Yes! For example, I've successfully transferred my memory card file to a PSX emulator on Android smartphones. It's easy. All that you do is copy over ePSXe's memory card file to the memory card folder of the other PSX emulator. Then rename your memory card file to the naming convention of the other PSX emulator. ePSXe's memory card file is located in the “memcards” folder - as shown here . So “epsxe000.mcr” is memory card 1 and “epsxe001.mcr” is memory card 2.

So let's say the other PSX emulator calls its memory card file “memcard1.mcr”. Just rename “epsxe000.mcr” to that same filename. You can learn more about transferring saves in my Game Saves Tutorial.

Note: You cannot transfer ePSXe save states to another PSX emulator. Only MCR memory card files can be transferred.

Q: ePSXe isn't saving anything!

If you're using ePSXe for the first time and you're finding that you have all these problems:

  1. Save states aren't working.
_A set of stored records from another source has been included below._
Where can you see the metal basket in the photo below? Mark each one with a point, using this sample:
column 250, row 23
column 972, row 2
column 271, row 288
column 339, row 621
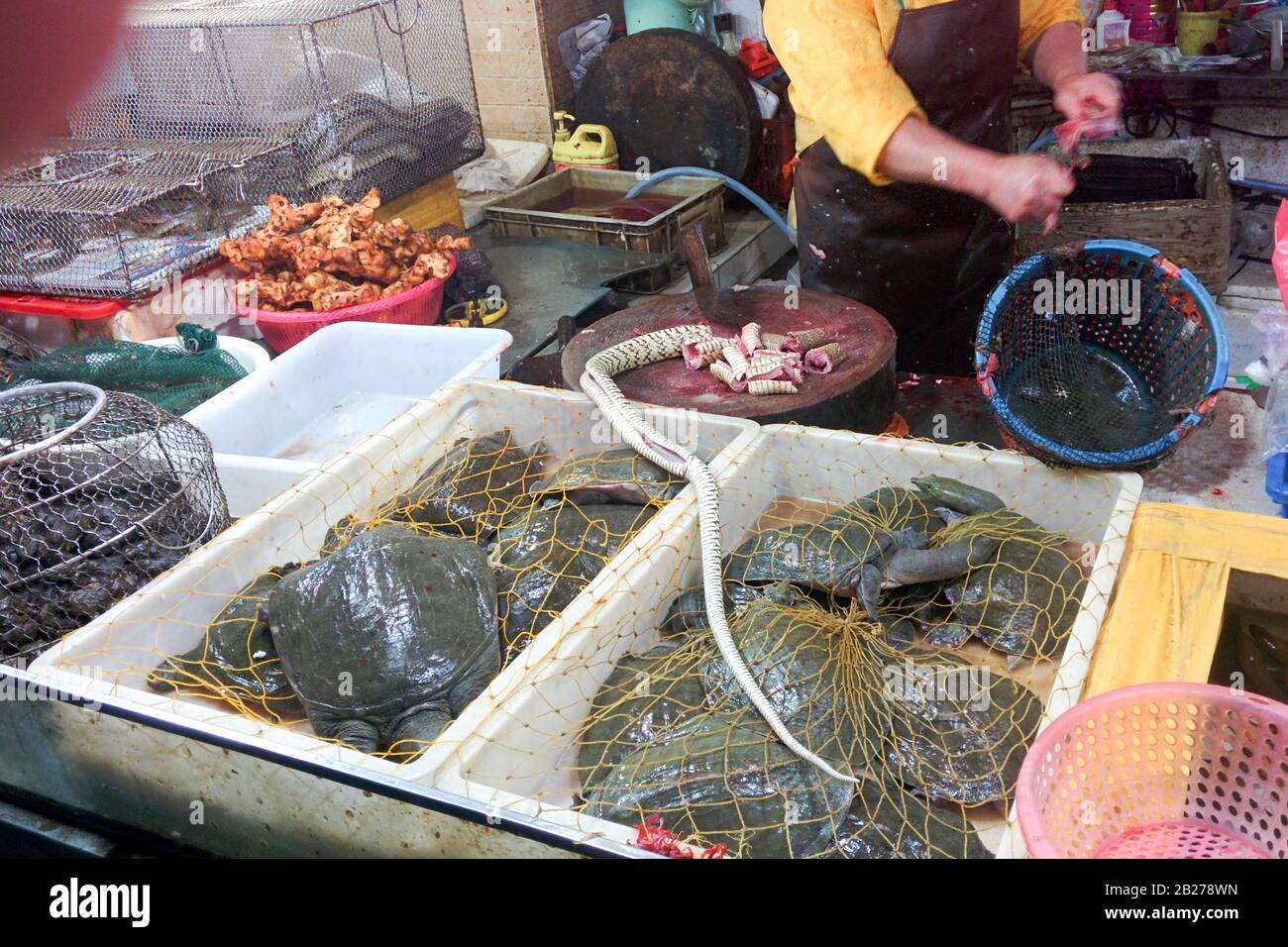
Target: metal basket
column 98, row 493
column 369, row 93
column 1094, row 385
column 117, row 218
You save a state, then when you try to reload it nothing happens.
  2. When you save your game at a save point and close/re-open ePSXe, you find that the save is lost.
  3. Plug-in configurations that you changed aren't saved. When you close/re-open ePSXe, you have to make those configuration changes again.

Then your problem is that you currently have ePSXe in a read-only location on your computer. You must move ePSXe to a more common location such as Documents, Downloads, or a folder on your desktop.